The normalized differential quantum-field-theoretic probability $dP$ of scattering is given by

$dP=\frac{|\langle f |S|i\rangle|^{2}}{\langle f|f\rangle\langle i|i\rangle}d\Pi,$

where $|i\rangle$ is the initial state, $|f\rangle$ is the final state, $\langle f|S|i\rangle$ are the elements (in the basis of the $|i\rangle$ and $|f\rangle$ states) of the $S$-matrix and $d\Pi$ is the region of final state momenta at which we are looking.

The goal of this post is to investigate the normalization of $dP$ and the form of the region $d\Pi$ of final state momenta.
The $\langle f | f \rangle$ and $\langle i | i \rangle$ in the denominator come from the fact that the one-particle states, defined at fixed time, may not be normalized to $\langle f | f \rangle = \langle i | i \rangle = 1$. In fact, such a convention would not be Lorentz invariant.

Also, there are two constraints on the form of $d\Pi$:

1. $d\Pi$ must be proportional to the product of the differential momentum, $d^{3}p_{j}$, of each final state.

2. $d\Pi$ must integrate to $1$.

Therefore, $d\Pi$ must be of the form

##$d\Pi=\prod\limits_{j}\frac{V}{(2\pi)^{3}}d^{3}p_{j}.$$My Question: 1. I understand that$\langle p | p \rangle = (2\pi)^{3}(2\omega_{p})\delta^{3}(0)$so that$\langle p | p \rangle \neq 1$. But why does the fact that$|p\rangle$is not unit-normalized mean that$\langle f | f \rangle$and$\langle i | i \rangle$must be in the denominator of the formula for$dP$?1. In order for$\int d\Pi = 1##, I notice that $\int \frac{dp}{2\pi}=\frac{1}{L}$ via dimensional analysis and a $2\pi$ convention. Can you please explain how dimensional analysis and a $2\pi$ convention lead us to $\int \frac{dp}{2\pi}=\frac{1}{L}$? Is this a heuristic derivation?

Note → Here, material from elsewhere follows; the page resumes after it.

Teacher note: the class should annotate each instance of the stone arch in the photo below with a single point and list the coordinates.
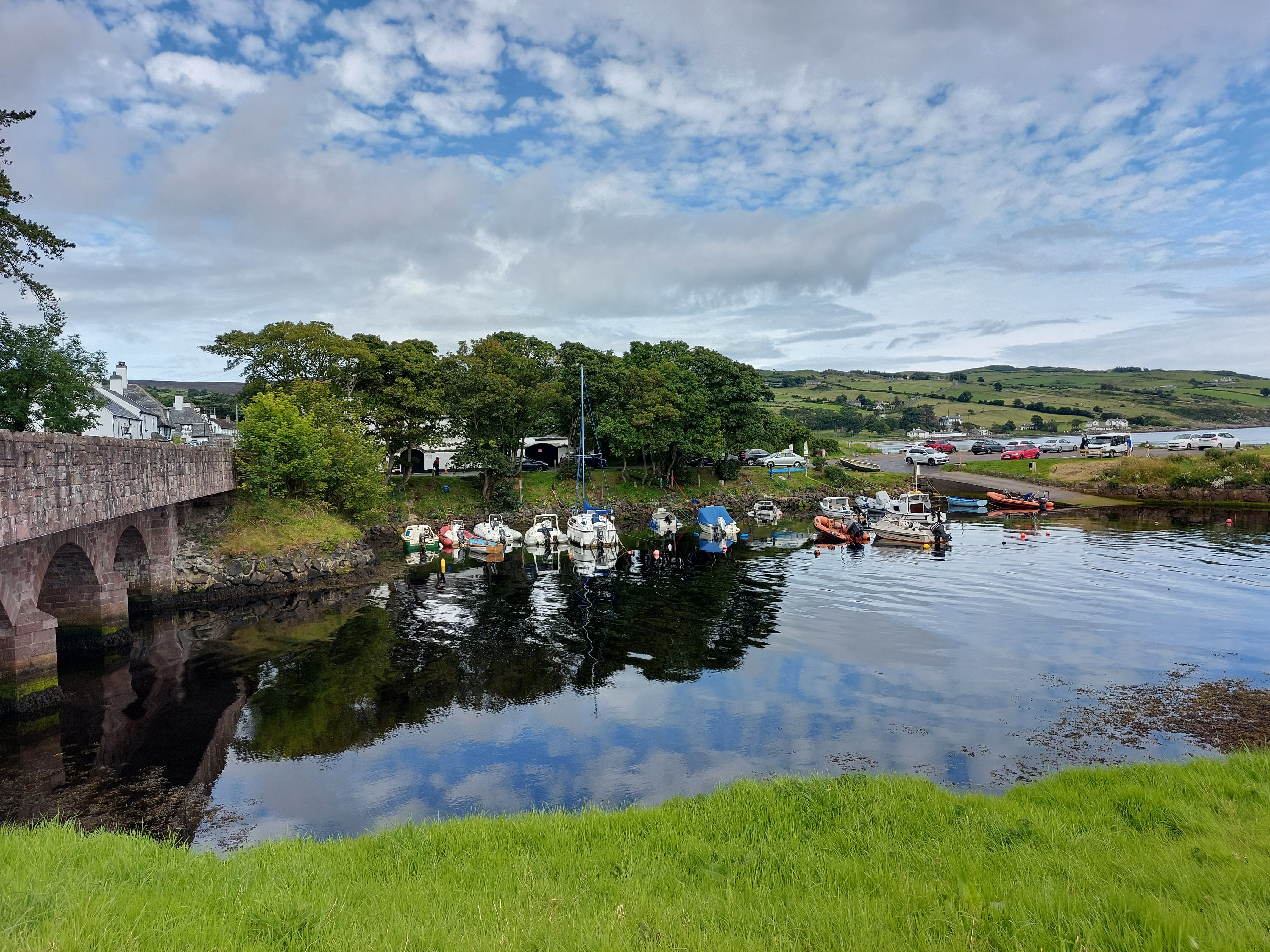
(133, 562)
(92, 612)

2. The normalization $\int d\Pi = 1$ is also the natural continuum limit of having discrete points $x_{i}=\frac{i}{N}L$ and wavenumbers $p_{i}=\frac{2\pi}{L}\frac{i}{N}$ with $i=1, \dots , N$. Can you please explain in detail?

 

[eljose79]

1. The reason why $\langle f | f \rangle$ and $\langle i | i \rangle$ must be in the denominator is because they are the inner products of the final and initial states with themselves, respectively. In quantum mechanics, the probability of finding a particle in a particular state is given by the square of the inner product of that state with itself. In this case, we are looking at the probability of scattering, so the denominator includes the inner products of the initial and final states with themselves.

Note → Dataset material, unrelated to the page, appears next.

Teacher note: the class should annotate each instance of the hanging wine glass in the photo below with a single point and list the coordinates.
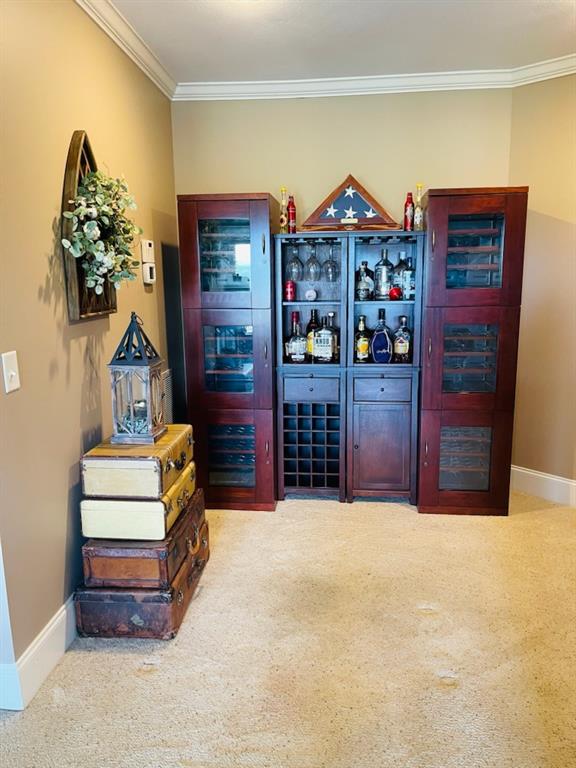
(330, 269)
(294, 267)
(312, 268)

2. The reason why $\int \frac{dp}{2\pi}=\frac{1}{L}$ is due to dimensional analysis. In quantum mechanics, the momentum operator is given by $\hat{p}=\frac{\hbar}{i}\frac{\partial}{\partial x}$, where $\hbar$ is the reduced Planck's constant. The dimensions of momentum are $[p]=\frac{[L]}{[T]}$, where $[L]$ is the dimension of length and $[T]$ is the dimension of time. In order for the integral to have the correct units, we need to have a factor of $\frac{1}{L}$ in front of the integration variable. The $2\pi$ comes from the fact that we are using a convention where the momentum eigenstates are normalized as $\langle p | p \rangle = (2\pi)^3(2\omega_p)\delta^3(0)$, which leads to the factor of $2\pi$ in the integration.

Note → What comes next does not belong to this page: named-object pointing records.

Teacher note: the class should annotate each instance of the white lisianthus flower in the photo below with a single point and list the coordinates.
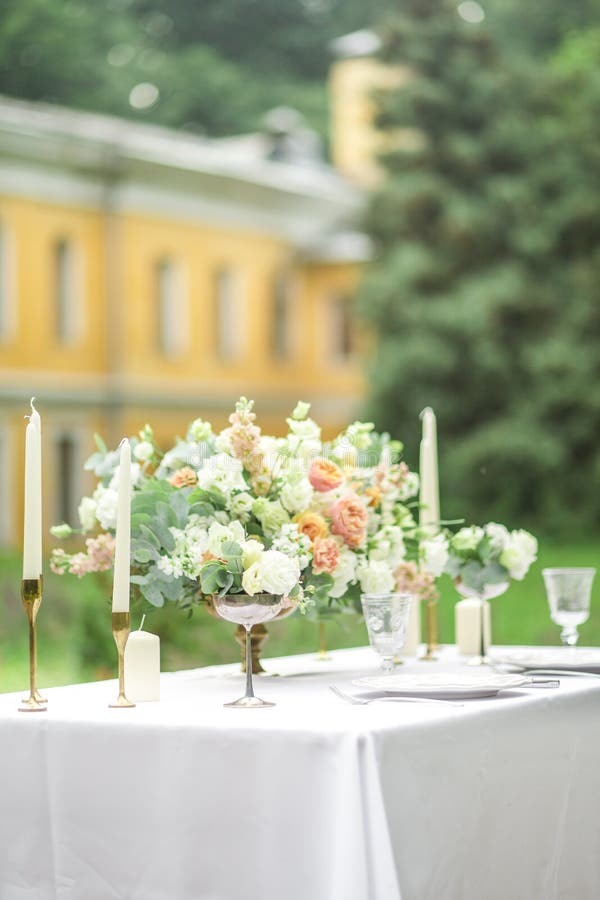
(300, 410)
(270, 514)
(409, 487)
(218, 534)
(171, 566)
(296, 494)
(498, 535)
(61, 531)
(252, 550)
(199, 431)
(434, 555)
(143, 451)
(388, 544)
(279, 573)
(304, 429)
(519, 553)
(241, 505)
(345, 571)
(222, 472)
(107, 501)
(252, 579)
(467, 538)
(87, 513)
(135, 472)
(375, 577)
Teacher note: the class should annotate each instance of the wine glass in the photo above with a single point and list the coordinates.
(248, 611)
(568, 592)
(386, 617)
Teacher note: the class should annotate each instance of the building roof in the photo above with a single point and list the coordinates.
(232, 180)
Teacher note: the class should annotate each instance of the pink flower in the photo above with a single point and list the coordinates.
(185, 477)
(349, 518)
(326, 555)
(325, 475)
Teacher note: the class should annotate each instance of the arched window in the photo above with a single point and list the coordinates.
(229, 324)
(68, 301)
(342, 328)
(282, 333)
(171, 308)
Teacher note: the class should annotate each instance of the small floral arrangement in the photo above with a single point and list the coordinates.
(482, 556)
(240, 511)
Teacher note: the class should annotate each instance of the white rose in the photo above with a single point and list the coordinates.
(241, 505)
(279, 573)
(87, 513)
(434, 555)
(375, 577)
(296, 495)
(519, 553)
(467, 538)
(143, 451)
(252, 580)
(252, 551)
(345, 571)
(218, 534)
(499, 536)
(106, 509)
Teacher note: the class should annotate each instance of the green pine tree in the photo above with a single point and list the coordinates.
(483, 295)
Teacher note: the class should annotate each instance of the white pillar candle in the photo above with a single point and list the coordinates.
(413, 631)
(142, 666)
(32, 529)
(429, 513)
(467, 621)
(123, 534)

3. The continuum limit of having discrete points and wavenumbers can be understood as follows. In quantum mechanics, we can represent a state as a superposition of discrete momentum eigenstates. In the continuum limit, we have an infinite number of these eigenstates, which can be represented as a continuous function of momentum. The integral over momentum then becomes a sum over all possible discrete points in the continuum limit, which leads to the normalization condition of $\int d\Pi = 1$. This is similar to taking the limit of a Riemann sum to calculate an integral in classical mechanics.